I can't find a way to update CUDA or downgrade JAX properly.

If someone could help, we would all be thankful.

Couldn't we just downgrade the JAX in terminal? If we have colab pro.

Answer 13 · 2023-12-15T04:39:51.000Z

You don't need the colab pro terminal for that. Just need the right command.

Answer 14 · 2023-12-15T04:59:11.000Z

command

Yeah I just noticed that, the command below is not working:

pip install -U "jax[cuda12_pip]" -f https://storage.googleapis.com/jax-releases/jax_cuda_releases.html

Answer 15 · 2023-12-15T07:59:51.000Z

The program is still not working

Answer 16 · 2023-12-15T10:59:15.000Z

I tried several notes on training LoRA on Colab, and they all had the same problem, regarding CUDA...
If anyone could figure it out, I think it would be a really great thing. 😣

Answer 17 · 2023-12-15T11:38:29.000Z

A friend said it started to work after running this command:

!pip install --upgrade bitsandbytes

Haven't try it myself but i'll share anyways.

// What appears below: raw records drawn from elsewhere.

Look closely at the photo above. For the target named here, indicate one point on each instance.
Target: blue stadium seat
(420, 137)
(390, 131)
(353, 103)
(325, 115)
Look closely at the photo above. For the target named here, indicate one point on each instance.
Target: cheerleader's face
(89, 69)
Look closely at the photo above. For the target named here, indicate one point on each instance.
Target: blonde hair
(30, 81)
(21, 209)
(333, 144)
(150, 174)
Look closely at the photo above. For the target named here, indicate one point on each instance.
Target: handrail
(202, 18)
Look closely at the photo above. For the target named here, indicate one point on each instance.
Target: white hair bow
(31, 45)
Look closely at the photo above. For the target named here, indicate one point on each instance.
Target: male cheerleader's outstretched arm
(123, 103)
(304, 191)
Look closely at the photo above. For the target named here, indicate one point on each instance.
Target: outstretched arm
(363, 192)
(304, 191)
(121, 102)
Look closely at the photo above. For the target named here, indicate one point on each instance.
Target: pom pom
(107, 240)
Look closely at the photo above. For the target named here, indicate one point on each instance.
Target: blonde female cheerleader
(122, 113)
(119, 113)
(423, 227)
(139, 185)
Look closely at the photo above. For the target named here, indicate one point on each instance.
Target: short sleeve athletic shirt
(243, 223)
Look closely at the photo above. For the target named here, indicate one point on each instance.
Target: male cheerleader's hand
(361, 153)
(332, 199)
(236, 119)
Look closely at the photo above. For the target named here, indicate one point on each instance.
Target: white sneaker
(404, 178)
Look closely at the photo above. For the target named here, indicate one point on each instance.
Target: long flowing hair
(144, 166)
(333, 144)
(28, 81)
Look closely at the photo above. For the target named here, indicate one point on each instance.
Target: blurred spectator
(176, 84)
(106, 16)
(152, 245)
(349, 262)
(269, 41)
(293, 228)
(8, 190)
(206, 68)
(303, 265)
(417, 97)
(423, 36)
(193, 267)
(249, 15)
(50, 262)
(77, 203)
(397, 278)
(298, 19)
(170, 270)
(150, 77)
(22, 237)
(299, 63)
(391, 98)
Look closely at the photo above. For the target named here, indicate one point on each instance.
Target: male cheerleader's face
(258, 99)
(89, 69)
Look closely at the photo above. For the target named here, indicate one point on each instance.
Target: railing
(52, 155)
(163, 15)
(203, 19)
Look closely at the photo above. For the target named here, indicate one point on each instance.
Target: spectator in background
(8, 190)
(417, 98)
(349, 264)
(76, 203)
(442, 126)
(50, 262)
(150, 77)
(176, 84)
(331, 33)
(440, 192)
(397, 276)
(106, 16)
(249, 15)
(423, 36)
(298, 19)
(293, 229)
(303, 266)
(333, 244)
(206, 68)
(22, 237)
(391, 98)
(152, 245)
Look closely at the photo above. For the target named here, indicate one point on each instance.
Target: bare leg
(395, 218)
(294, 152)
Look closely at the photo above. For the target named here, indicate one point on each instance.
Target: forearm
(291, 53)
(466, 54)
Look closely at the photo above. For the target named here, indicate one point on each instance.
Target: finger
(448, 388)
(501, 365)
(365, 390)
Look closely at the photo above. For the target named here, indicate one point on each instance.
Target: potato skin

Answer 18 · 2023-12-15T11:50:18.000Z

A friend said it started to work after running this command:

!pip install --upgrade bitsandbytes

Haven't try it myself but i'll share anyways.

It works! Thanks a lot for sharing!

Answer 19 · 2023-12-15T11:52:34.000Z

A friend said it started to work after running this command:
!pip install --upgrade bitsandbytes
Haven't try it myself but i'll share anyways.

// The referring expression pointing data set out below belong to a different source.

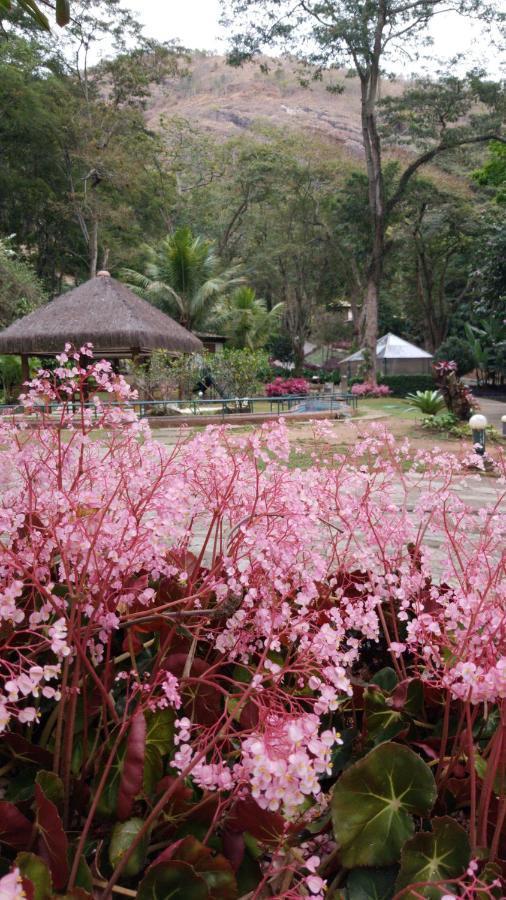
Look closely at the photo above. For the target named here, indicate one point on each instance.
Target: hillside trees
(349, 33)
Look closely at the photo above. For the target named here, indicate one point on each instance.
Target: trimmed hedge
(401, 385)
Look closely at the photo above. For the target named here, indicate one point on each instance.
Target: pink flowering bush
(225, 677)
(370, 389)
(283, 387)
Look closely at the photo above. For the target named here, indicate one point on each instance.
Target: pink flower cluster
(279, 576)
(283, 387)
(370, 389)
(284, 762)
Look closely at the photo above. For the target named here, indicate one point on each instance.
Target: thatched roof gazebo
(103, 312)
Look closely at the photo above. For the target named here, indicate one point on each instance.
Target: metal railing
(220, 407)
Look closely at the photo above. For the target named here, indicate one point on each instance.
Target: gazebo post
(25, 368)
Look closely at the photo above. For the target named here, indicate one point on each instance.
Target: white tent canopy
(395, 349)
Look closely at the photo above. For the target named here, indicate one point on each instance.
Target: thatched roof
(103, 312)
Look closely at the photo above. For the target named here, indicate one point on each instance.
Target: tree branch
(430, 155)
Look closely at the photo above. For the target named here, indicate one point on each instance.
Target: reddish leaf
(133, 767)
(15, 829)
(181, 798)
(26, 752)
(202, 700)
(52, 842)
(262, 824)
(28, 888)
(233, 848)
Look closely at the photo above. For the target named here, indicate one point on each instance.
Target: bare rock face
(227, 101)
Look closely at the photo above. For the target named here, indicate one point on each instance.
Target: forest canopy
(92, 179)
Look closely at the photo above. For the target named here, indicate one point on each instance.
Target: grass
(392, 406)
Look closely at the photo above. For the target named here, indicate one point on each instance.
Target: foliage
(246, 321)
(427, 402)
(239, 373)
(292, 703)
(20, 289)
(487, 342)
(458, 398)
(184, 277)
(36, 11)
(457, 349)
(282, 387)
(493, 172)
(433, 117)
(370, 389)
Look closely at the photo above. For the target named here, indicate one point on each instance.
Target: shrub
(283, 387)
(458, 398)
(427, 402)
(201, 722)
(369, 389)
(458, 349)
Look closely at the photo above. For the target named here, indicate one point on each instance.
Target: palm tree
(184, 277)
(245, 319)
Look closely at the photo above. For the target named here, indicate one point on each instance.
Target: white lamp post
(478, 424)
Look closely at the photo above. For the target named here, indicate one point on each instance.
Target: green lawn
(391, 406)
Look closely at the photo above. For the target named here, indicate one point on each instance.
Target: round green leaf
(34, 868)
(434, 856)
(173, 879)
(123, 834)
(374, 801)
(370, 884)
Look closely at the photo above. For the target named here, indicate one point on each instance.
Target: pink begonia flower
(11, 886)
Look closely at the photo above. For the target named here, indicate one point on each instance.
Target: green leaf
(174, 879)
(160, 730)
(371, 884)
(374, 801)
(188, 868)
(386, 679)
(62, 12)
(35, 869)
(434, 856)
(123, 835)
(52, 787)
(383, 722)
(153, 770)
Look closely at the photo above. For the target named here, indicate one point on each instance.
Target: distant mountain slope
(226, 101)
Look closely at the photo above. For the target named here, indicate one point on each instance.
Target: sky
(196, 24)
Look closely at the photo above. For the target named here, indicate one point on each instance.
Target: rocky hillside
(226, 101)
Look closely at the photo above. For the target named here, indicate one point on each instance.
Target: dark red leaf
(15, 829)
(233, 847)
(52, 840)
(133, 767)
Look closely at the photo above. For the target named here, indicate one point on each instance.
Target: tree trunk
(93, 247)
(369, 85)
(377, 210)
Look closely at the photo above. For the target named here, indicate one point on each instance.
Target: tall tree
(246, 321)
(333, 33)
(184, 276)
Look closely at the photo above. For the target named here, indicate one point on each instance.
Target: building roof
(103, 312)
(390, 346)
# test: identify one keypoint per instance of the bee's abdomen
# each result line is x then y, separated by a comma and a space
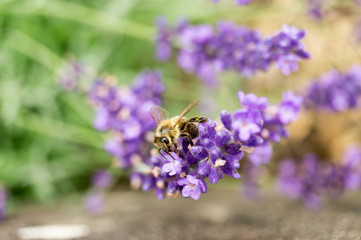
192, 129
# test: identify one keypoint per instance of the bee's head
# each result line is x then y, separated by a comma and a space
163, 142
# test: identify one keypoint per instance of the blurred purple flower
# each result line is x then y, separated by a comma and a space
3, 196
261, 155
207, 51
312, 180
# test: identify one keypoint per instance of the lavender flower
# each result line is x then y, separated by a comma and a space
192, 187
239, 2
218, 150
315, 9
207, 51
357, 31
125, 112
2, 203
335, 91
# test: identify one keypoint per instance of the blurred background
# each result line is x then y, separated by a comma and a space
48, 146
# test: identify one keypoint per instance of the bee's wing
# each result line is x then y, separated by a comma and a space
158, 114
185, 111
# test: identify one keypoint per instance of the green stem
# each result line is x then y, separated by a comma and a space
61, 130
27, 46
75, 12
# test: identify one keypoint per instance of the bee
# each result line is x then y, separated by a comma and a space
170, 130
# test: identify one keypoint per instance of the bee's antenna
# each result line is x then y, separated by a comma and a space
159, 151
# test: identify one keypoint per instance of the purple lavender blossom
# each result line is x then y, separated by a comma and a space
192, 187
218, 150
315, 9
261, 155
352, 163
239, 2
125, 112
173, 164
2, 203
246, 123
243, 2
302, 181
357, 31
289, 107
335, 91
207, 51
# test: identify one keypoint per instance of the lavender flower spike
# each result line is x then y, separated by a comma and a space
207, 51
173, 164
192, 187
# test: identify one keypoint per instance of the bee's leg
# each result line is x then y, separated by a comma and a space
198, 119
185, 134
176, 148
159, 150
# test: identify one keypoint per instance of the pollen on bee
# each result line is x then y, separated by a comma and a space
135, 159
156, 171
248, 150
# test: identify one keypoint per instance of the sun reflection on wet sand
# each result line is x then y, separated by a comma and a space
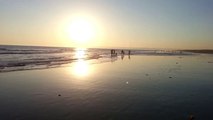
81, 67
80, 53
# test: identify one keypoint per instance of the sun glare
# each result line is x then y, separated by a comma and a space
81, 30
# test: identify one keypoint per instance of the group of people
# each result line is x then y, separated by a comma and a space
113, 53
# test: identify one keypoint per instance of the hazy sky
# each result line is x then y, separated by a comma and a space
183, 24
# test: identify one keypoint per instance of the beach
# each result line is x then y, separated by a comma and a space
137, 87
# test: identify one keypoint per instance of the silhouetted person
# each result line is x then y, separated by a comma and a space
122, 56
122, 52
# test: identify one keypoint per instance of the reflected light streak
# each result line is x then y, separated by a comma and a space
80, 53
81, 68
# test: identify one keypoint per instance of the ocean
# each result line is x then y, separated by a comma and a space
15, 58
52, 83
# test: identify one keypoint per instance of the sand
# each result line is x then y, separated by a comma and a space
140, 87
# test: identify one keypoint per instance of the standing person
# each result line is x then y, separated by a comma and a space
129, 52
122, 52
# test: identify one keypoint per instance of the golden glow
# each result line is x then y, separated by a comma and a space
81, 68
80, 53
81, 30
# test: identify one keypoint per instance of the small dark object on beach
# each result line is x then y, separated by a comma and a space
191, 117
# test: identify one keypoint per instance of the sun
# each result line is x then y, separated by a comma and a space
81, 30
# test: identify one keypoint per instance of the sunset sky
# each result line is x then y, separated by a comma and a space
177, 24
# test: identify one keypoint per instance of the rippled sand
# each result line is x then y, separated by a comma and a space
139, 87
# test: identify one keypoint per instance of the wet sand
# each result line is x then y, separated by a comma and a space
139, 87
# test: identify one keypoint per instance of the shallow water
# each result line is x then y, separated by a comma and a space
139, 87
16, 58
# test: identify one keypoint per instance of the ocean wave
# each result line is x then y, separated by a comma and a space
14, 58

It works! Thanks a lot for sharing!

Where to put the command?

Answer 20 · 2023-12-15T11:54:01.000Z

A friend said it started to work after running this command:
!pip install --upgrade bitsandbytes
Haven't try it myself but i'll share anyways.

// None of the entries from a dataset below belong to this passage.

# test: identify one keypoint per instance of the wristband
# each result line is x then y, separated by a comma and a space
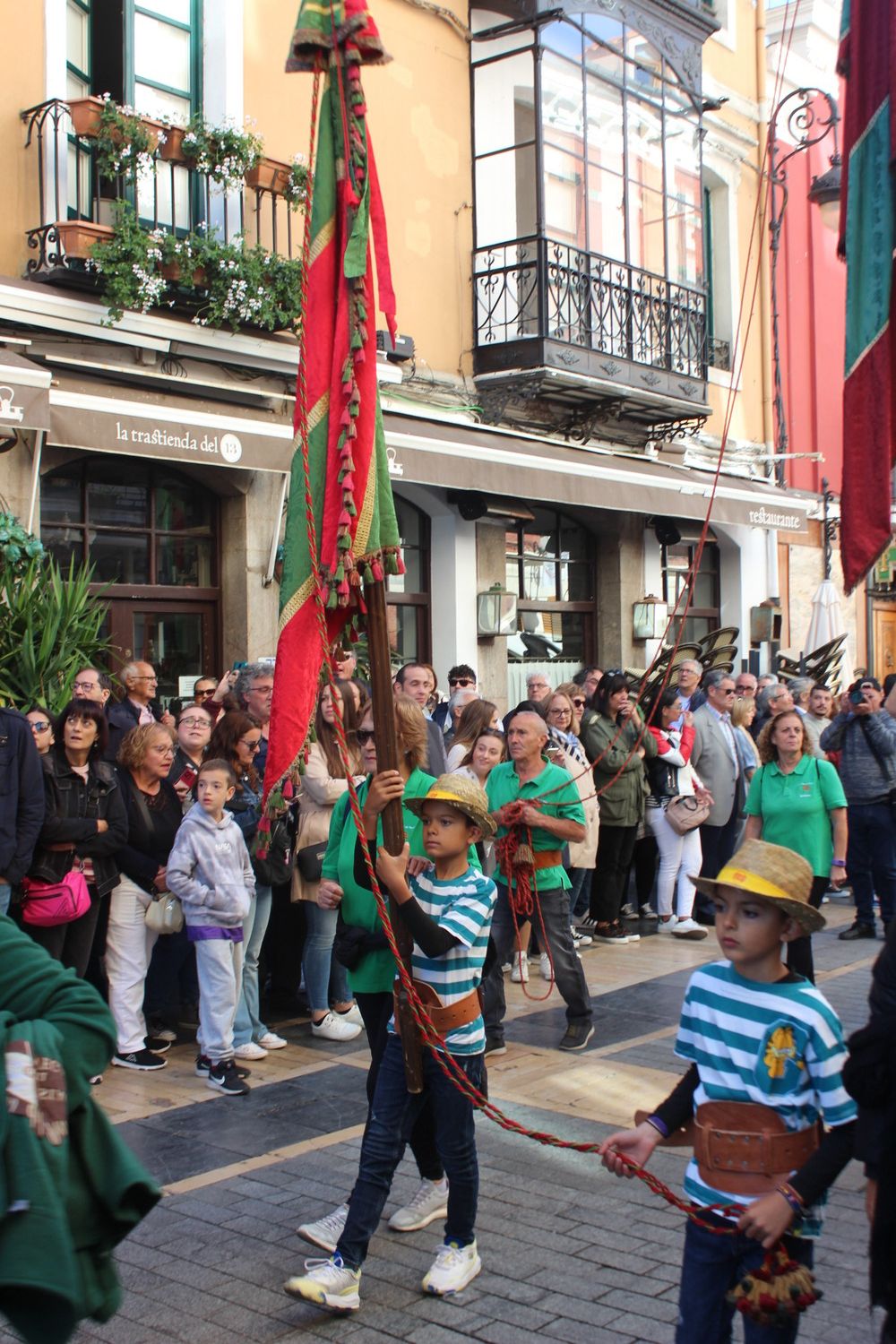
791, 1196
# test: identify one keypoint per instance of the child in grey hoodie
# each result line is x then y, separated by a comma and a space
211, 873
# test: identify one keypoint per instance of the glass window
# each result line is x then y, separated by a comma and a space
504, 102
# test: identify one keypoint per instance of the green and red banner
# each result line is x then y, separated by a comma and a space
868, 237
343, 530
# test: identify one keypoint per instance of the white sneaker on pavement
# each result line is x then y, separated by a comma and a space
689, 929
452, 1269
332, 1027
271, 1040
328, 1284
327, 1231
520, 973
424, 1209
252, 1050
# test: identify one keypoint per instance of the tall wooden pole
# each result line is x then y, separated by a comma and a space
387, 758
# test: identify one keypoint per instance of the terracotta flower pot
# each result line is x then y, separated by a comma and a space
172, 151
85, 116
78, 236
172, 271
269, 175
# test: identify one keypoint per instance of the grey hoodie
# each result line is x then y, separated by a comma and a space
209, 868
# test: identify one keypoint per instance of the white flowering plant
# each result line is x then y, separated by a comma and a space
222, 152
125, 144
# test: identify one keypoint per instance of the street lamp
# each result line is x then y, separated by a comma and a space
806, 125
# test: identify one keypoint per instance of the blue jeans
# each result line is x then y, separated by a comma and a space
392, 1121
567, 968
247, 1024
325, 978
712, 1265
871, 859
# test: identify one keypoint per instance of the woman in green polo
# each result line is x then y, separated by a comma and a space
797, 801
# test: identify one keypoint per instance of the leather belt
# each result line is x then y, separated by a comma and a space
444, 1018
745, 1148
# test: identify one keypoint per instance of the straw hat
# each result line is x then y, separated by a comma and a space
462, 793
772, 874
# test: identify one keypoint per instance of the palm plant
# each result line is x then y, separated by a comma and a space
50, 626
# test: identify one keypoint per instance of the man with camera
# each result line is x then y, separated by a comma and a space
866, 737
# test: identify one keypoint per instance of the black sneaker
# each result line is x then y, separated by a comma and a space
203, 1064
576, 1035
857, 930
223, 1077
139, 1059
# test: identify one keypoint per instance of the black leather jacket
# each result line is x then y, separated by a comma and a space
73, 811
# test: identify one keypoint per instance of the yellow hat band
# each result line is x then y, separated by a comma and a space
751, 882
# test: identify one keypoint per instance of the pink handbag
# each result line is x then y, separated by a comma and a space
48, 903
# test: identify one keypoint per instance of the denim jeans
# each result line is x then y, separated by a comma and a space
387, 1133
325, 978
247, 1024
712, 1265
871, 859
567, 968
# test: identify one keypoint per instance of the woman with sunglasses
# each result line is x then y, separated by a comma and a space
40, 723
237, 739
324, 784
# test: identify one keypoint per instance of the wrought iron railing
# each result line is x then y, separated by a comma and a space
169, 195
536, 288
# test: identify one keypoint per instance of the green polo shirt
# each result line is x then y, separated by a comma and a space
504, 787
796, 806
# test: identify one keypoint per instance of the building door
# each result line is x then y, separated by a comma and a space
884, 642
179, 639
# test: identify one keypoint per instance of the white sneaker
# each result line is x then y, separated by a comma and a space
520, 973
427, 1204
271, 1040
332, 1027
327, 1284
252, 1050
327, 1231
452, 1269
689, 929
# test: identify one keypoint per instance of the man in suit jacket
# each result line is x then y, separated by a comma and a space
715, 760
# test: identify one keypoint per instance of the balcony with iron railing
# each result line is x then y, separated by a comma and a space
187, 225
573, 324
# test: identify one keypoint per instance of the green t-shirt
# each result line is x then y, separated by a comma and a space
503, 785
796, 806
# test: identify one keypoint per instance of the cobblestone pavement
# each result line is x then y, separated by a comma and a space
568, 1252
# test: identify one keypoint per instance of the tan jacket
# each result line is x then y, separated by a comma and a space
317, 796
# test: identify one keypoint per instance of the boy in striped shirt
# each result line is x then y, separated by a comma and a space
447, 909
764, 1043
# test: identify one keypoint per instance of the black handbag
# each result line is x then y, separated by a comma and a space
309, 860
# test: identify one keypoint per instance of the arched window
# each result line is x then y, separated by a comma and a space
409, 594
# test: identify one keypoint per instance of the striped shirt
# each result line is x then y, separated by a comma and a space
778, 1045
463, 908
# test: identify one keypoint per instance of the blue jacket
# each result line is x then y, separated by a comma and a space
22, 800
866, 745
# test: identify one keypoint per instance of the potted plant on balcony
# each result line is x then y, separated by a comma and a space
223, 153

It works! Thanks a lot for sharing!

Where to put the command?

I put it at the bottom of install dependencies function, as attached:

Answer 21 · 2023-12-15T12:12:05.000Z

I can confirm that the suggested addition works as described

Installing collected packages: bitsandbytes
Attempting uninstall: bitsandbytes
Found existing installation: bitsandbytes 0.35.0
Uninstalling bitsandbytes-0.35.0:
Successfully uninstalled bitsandbytes-0.35.0
Successfully installed bitsandbytes-0.41.3.post2

✅ Installation finished in 148 seconds.

Answer 22 · 2023-12-15T12:30:52.000Z

its actually worked

thankyou

Answer 23 · 2023-12-15T14:18:42.000Z

A friend said it started to work after running this command:

!pip install --upgrade bitsandbytes

Haven't try it myself but i'll share anyways.

Thank you lots. I have added the upgraded bitsandbytes version to the requirements. The trainer is working again, no changes needed as of right now.

Answer 24 · 2023-12-16T02:11:55.000Z

I'm still not getting it, what can I do?I'm still not getting it, what can I do?I'm still not getting it, what can I do?I'm still not getting it, what can I do?I'm still not getting it, what can I do?I'm still not getting it, what can I do?

Answer 25 · 2023-12-16T04:14:36.000Z

I'm still not getting it, what can I do?I'm still not getting it, what can I do?I'm still not getting it, what can I do?I'm still not getting it, what can I do?I'm still not getting it, what can I do?I'm still not getting it, what can I do?

No need to do anything anymore, just go to the new lora training colab note link to use it, hollowstrawberry has been updated.